For those now deep into repaying a mortgage, refinancing might look like a jackpot. Lower rates mean lower payments, more cash in your pockets, and maybe even a splurge-worthy weekend at the Atlantis, the Palm resort.
But here’s the catch: refinancing isn’t cheap. Processing fees, valuation costs, and settlement penalties can eat into savings. If the math doesn’t add up, don’t bother, says Vijay Valecha, CIO of Century Financial.
Fixed-rate folks? Do the calculations: are the costs worth the hassle? Likely not. But if you’re at a variable rate, there’s room to play. Lower monthly instalments are finally in reach — but don’t sprint to the bank just yet.
Valecha suggests holding off until early next year, when the dust settles and we begin to see meaningful effects of lower rates on the economy.
Read more: Damac’s Amira Sajwani is making Dubai property investing bite-sized
Buyers’ dilemma
For those still chasing that dreamy Palm Jumeirah villa or the budget-friendly JVC one-bed apartment, timing is everything.

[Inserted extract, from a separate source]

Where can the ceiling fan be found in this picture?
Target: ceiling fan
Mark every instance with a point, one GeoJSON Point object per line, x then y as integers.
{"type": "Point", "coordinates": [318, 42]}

The sweet spot: before rates tick lower and the herd charges in, driving prices even higher, according to Valecha. It’s a window of opportunity that doesn’t last long, he adds.
With 17 consecutive quarters of price increases, the UAE market is expected to continue its upward trend. Residential prices are projected to rise by 8% in 2025, with luxury properties climbing by 5%.
The clock’s ticking on locking in lower borrowing costs before the market overheats.
More cuts coming?
The Fed is adopting a more cautious approach heading into the new year, Valecha says.
Aggressive cuts are unlikely, with markets now expecting two rate cuts in 2025. However even that is not set in stone, according to Saxo Bank, with a lot of uncertainty looming in with Donald Trump coming back to the White House.
But the recent cuts could pour liquidity into Dubai’s real estate, says Tim Fox, senior advisor at Emerging Markets Intelligence & Research (EMIR).
This will boost both demand and developers, and make it more attractive for wealthy overseas investors, he adds. It’s good news for sellers, but not so much for anyone waiting for prices to cool off.
Bottom line: It’s probably a bad idea to try and time the market. Better to focus on your own financial game plan because stability beats speculation every time.